SOUTH BEND, Ind. (AP) — A federal judge will decide whether the mayor of South Bend must release tape recordings from police department telephones that are part of separate lawsuits filed by officers who contend their conversations were illegally recorded.
The South Bend city council had asked U.S. District Judge Joseph Van Bokkelen to dismiss the case so a state court could decide whether the recordings should be released, but Bokkelen rejected that motion Monday, The South Bend Tribune reported .
The lawsuits stem from a U.S. Justice Department investigation last year into the recordings. The investigation led to Police Chief Darryl Boykins resigning and then trying to rescind his resignation, saying he had been pressured to submit it by Mayor Pete Buttigieg. Boykins also said the federal investigation dealt with practices that existed before he was chief and that he never used or told others to use those practices.
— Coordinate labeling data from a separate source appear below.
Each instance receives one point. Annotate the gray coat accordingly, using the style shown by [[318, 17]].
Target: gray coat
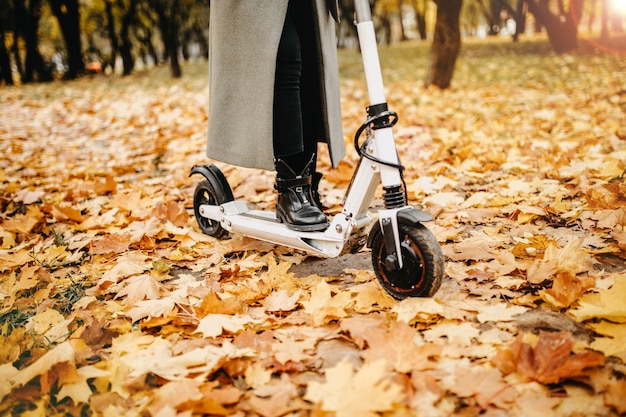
[[243, 43]]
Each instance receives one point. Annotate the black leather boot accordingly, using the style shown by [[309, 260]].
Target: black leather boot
[[295, 205]]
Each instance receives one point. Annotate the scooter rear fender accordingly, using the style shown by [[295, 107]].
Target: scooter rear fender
[[407, 215], [215, 177]]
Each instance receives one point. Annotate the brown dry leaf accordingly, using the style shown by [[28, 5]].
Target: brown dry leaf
[[397, 346], [605, 304], [613, 340], [572, 258], [550, 360], [140, 287], [212, 303], [566, 289], [110, 244], [281, 301], [344, 390], [323, 306], [63, 352], [213, 325], [486, 385]]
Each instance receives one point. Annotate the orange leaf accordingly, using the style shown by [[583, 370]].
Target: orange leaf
[[550, 361]]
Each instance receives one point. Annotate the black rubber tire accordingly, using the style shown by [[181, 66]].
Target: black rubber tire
[[205, 193], [423, 265]]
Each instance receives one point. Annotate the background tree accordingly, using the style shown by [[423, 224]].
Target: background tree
[[561, 24], [27, 23], [6, 74], [68, 15], [446, 43], [167, 13]]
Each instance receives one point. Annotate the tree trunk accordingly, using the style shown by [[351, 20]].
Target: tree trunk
[[126, 46], [562, 28], [446, 43], [68, 16], [35, 67], [167, 12], [115, 43], [6, 74]]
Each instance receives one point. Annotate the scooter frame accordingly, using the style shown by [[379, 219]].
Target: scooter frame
[[379, 164]]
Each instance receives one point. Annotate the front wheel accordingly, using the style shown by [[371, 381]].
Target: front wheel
[[422, 262]]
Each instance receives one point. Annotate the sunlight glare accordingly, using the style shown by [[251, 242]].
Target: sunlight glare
[[618, 6]]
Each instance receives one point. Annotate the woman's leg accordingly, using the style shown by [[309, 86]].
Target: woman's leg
[[294, 164]]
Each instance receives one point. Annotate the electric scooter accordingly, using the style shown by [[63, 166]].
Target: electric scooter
[[406, 258]]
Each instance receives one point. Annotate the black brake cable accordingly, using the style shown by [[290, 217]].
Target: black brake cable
[[360, 149]]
The mayor still demoted Boykins to captain last March. The department's communications director later was fired.
The Justice Department returned the recordings to the city in August without listening to them because it said there wasn't sufficient evidence of a crime even though they might contain "racially charged and defamatory statements" about Boykins, who became the city's first black police chief in late 2007.
A lawsuit filed in September by some high-ranking officers claims Boykins ordered the recordings to determine whether division chiefs were loyal to him and to punish anyone who might seek to take his job as chief.
The South Bend city council served Buttigieg with a subpoena compelling him to release the recordings. Buttigieg refused, saying doing so might violate federal law. Buttigieg has said he will not listen to the tapes unless a court rules it's legal.
Interim city attorney Aladean DeRose praised Van Bokkelen's decision.
"This decision is a first step toward achieving what the mayor has sought all along: a federal court ruling on whether the recordings can be released without violating the law," he said.
Council President Derek Dieter, a South Bend police officer since 1978, said the council hopes the case can continue toward a resolution.
"All the council was trying to do was find out which court this should be in," Dieter said. "As long as a judge hears it, it doesn't matter."